Le « pour » renvoie à la notion de finalité. Si l'on vit pour être heureux, c'est alors que le but, la finalité de la vie est le bonheur. La question qui est posée est donc celle du pourquoi. Pourquoi vivons-nous ? Quelle est la raison de notre existence. Une possibilité nous est proposée : le bonheur. Pourquoi celle-là ? Parce qu'elle correspond à l'opinion commune, qu'elle est aussi largement répandue en philosophie et notamment dans la philosophie antique. Elle semble donc aller de soi. Il s'agit d'interroger un préjugé commun, voir s'il est fondé ou non.
On remarquera qu'il ne va pas de soi du tout qu'il y ait une fnalité à l'existence. Il y a donc trois réponses possibles :

Présupposé de la question

Nous vivons ou plutôt nous existons et donc nous nous interrogeons sur le sens de notre existence. Nous sommes même la seule espèce à le faire.

Réponse spontanée

Elle est affirmative.

Plan rédigé

Introduction

Tout dans notre société semble nous inciter au bonheur et de l'homme malheureux, dépressif, on a tendance à penser qu'il est malade et mérite d'être soigné. Pourtant le bonheur semble échapper à notre maîtrise et si, étymologiquement, le bonheur est la « bonne chance » alors il faudrait penser que l'homme a à réaliser ce qu'il ne peut réussir. En même temps, dire que nous devons vivre pour quelque chose c'est penser qu'il y a un but à l'existence, ce qui ne va pas de soi. Y-a-t-il un sens prédéterminé à notre existence et, dans l'affirmative, cette finalité est-elle le bonheur ou autre chose ? La question est importante car c'est la question de la condition humaine qui est au centre du problème et son éventuelle absurdité. De prime abord il semble tout de même bien que le bonheur soit la finalité que tout le monde se donne. Néanmoins, parce qu'il a une raison, l'homme n'est-il pas destiné à une finalité plus haute ? Enfin penser que l'existence a une fin, n'est-ce pas supposer que quelqu'un de supérieur, Dieu, a déterminé cette fin, et qu'en est-il alors si Dieu n'existe pas ?

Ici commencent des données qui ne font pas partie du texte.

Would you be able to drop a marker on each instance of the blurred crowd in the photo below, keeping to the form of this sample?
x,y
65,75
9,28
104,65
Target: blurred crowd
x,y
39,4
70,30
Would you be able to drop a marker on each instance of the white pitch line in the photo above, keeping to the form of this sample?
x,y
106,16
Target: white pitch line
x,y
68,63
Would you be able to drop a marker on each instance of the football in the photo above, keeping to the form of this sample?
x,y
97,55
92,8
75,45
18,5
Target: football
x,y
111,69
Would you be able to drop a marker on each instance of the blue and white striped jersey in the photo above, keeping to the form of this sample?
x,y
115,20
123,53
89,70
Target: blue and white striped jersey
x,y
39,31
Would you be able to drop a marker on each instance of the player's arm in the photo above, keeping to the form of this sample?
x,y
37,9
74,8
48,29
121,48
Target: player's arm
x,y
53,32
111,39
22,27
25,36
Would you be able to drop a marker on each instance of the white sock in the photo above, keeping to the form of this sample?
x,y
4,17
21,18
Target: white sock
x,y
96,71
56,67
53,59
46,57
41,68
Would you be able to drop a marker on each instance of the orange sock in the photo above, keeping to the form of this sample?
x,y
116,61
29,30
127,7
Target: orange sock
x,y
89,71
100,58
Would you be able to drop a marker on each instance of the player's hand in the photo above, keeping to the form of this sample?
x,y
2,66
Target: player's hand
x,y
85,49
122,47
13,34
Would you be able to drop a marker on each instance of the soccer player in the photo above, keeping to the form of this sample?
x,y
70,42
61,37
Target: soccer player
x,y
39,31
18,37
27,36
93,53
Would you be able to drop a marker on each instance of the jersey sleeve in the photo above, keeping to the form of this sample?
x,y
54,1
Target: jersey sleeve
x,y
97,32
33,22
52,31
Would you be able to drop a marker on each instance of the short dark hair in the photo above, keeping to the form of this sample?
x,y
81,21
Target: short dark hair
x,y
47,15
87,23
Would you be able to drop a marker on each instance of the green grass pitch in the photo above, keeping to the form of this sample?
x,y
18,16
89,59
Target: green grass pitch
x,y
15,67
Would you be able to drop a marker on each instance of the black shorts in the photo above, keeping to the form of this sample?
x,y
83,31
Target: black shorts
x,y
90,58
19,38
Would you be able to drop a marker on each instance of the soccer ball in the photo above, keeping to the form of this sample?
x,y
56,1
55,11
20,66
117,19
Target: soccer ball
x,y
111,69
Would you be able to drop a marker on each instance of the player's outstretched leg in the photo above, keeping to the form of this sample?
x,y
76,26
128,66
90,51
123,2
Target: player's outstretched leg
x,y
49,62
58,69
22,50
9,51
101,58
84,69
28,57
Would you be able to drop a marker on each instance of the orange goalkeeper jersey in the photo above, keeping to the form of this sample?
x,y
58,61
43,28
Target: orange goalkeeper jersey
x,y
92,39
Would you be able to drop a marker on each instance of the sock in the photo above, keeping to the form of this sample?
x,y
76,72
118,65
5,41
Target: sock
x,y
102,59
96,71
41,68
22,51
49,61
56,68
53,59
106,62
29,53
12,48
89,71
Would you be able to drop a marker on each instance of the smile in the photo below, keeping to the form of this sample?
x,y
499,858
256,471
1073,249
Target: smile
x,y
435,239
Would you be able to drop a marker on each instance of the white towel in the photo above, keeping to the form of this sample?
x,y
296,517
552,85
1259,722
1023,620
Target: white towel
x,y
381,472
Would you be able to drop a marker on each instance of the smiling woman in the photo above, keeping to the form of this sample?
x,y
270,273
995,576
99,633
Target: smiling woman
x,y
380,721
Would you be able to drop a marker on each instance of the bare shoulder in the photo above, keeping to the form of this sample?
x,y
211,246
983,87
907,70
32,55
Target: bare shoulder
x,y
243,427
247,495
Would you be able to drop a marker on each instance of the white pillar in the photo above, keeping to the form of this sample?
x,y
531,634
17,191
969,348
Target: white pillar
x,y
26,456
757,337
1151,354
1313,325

I .Nous vivons pour être heureux

1) La position antique
La philosophie antique a posé comme une évidence que tout homme cherche à être heureux et la sagesse consiste alors à savoir comment faire pour y parvenir.
La pensée antique ne le discute pas : l'homme cherche le bonheur. C'est, par exemple, le sens du « Nul n'est méchant volontairement » attribué à Socrate. Le méchant agit involontairement parce qu'il croit que le mal le rendra heureux. Il se trompe sur ce qu'est le bonheur. La connaissance lui apprend que le bien heureux et donc le sage est vertueux. Ce raisonnement repose sur le principe (non interrogé) que tout homme cherche le bonheur, axiome répété par Platon. La philosophie antique va, par conséquent, chercher comment faire pour être heureux. On pourrait se dire que cela rejoint le sens commun. Nous vivons dans une société où les injonctions à être heureux sont constantes aussi bien dans le discours publicitaires (consommer, acheter pour être heureux), politique etc.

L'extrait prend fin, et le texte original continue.